El insulto / Kléver Silva Zaldumbide

Columnistas, Opinión


MEDICINA INTEGRATIVA ORIENTAL 

Dicen, los que saben, que en cuanto Dios puso al hombre en el mundo, éste aprendió a tomar contacto con las cosas, y expresó su complacencia con el elogio, y su disgusto mediante el insulto. El hombre no suele emplear términos medios cuando de enjuiciar las cosas que le atañen directamente se trata. Unos dicen que tan sólo hace 70 mil años nos convertimos en seres “emocionales que razonamos”, y que antes éramos netamente “emocionales”. De ahí que el corazón del hombre es extremado y pendular cuando se hace una idea de sus semejantes, siendo su arma principal la palabra. La conjetura, la apariencia, el pre juzgar con poca evidencia, utilizando, negativamente, en la mayoría de veces, su imaginación y su suposición es propio del ser humano. Por eso el adjetivo es la parte de la oración gramatical que más nos compromete y porque dice lo que pensamos, queremos, creemos, esperamos, amamos u odiamos de los demás. Es el producto de un examen personal del mundo, a menudo doloroso, y la sentencia que da el hombre toma forma de elogio o agravio. Decimos fulano es bueno o malo; mengano, guapo o feo; zutano leal o falso; perencejo, listo o tonto; y que la vida es una maravilla o una porquería. Entonces el adjetivo es la forma lingüística que poseemos para describir el mundo y expresar la opinión que nos va mereciendo el día a día. Todos estos antecedentes ponen de manifiesto no sólo la abundancia de elementos insultantes con que contamos para “arrastrar” verbalmente al prójimo y “ponerlo en su sitio”, sino que al mismo tiempo nos pone sobre la pista de algo que sospechábamos: nos regocijamos con el insulto dirigido al otro, y a menudo nos entristece el elogio que se le adjudique. Por eso hay que preguntarse: ¿Qué haríamos sin esta tracalada de palabras que se nos vienen a la boca ante la injusticia o la ruindad ajena? 

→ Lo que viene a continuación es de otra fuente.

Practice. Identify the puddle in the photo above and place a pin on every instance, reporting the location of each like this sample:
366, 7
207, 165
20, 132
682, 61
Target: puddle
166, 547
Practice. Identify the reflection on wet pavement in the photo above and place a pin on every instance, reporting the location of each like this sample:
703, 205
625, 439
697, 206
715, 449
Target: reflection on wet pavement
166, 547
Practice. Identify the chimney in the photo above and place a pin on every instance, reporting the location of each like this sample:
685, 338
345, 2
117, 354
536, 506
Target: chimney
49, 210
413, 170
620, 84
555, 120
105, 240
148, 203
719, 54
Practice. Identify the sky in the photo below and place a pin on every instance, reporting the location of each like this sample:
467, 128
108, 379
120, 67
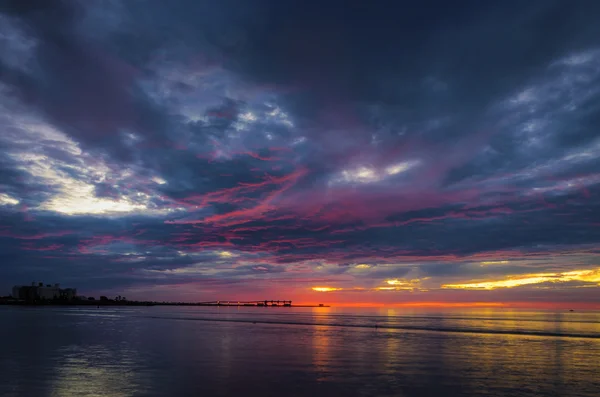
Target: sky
344, 152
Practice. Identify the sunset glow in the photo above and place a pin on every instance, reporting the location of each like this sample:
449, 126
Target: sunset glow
208, 151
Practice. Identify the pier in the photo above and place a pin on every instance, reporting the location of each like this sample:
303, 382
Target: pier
262, 303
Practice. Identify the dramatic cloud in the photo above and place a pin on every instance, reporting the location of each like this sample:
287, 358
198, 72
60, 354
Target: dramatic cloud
321, 152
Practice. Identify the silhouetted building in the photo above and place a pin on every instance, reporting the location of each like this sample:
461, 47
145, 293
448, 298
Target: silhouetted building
40, 292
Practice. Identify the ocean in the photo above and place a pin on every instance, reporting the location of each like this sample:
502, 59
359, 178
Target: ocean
249, 351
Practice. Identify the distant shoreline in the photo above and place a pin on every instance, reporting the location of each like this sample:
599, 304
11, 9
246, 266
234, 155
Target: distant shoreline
141, 303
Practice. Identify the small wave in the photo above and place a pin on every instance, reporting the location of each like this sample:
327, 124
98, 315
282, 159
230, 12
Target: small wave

Hasta el mismo Dios tras crear al hombre y colocarlo en el Paraíso puso en su sitio a la serpiente en el primer enojo divino de que hay memoria: “Maldita seas entre todos los animales y bestias de la tierra”. Los interpretes bíblicos describen a la serpiente como falaz y falsa, y se percibe un ambiente opresivo en esos días últimos de la presencia de la primera pareja humana en su hábitat prodigioso: mentiras, ambiciones, venganzas. En los Evangelios canónicos, cuando látigo en mano expulsa a los mercaderes del templo, Jesús los llama “raza de víboras, generación malvada y adúltera, hipócritas, malditos. También cuando Caín con desvergüenza miente. De nuevo el Señor maldice, y uno se pregunta: ¿Esa frase de maldito seas, maldito serás entre las naciones, es realmente insulto? He ahí la cuestión: llamar a alguien asesino, criminal o canalla no es insulto si la persona a quien se dice lo es, ya que el insulto estriba en adjudicar a alguien un predicado que no le cumple o le viene grande: es como un traje que debe ajustarse a la medida del que ha de lucirlo. 

Cervantes ya sospechó que ‘los hombres somos como Dios nos hizo, y a veces peor, por lo tanto, tarde o temprano nos hacemos merecedores de que nos recuerden de qué “pata” cojeamos. La contemplación de la maldad, la indignación producto de la injusticia, el cinismo, la mentira, nos “incendia”, nos moviliza y puede sacar de sus casillas incluso al más santo. Se dice también que quien insulta no esconde nada, sino que respira por la herida: “ex abundatia cordis os loquitur” dice el libro sagrado, que es tanto como decir que a la boca sube lo que hay en el corazón.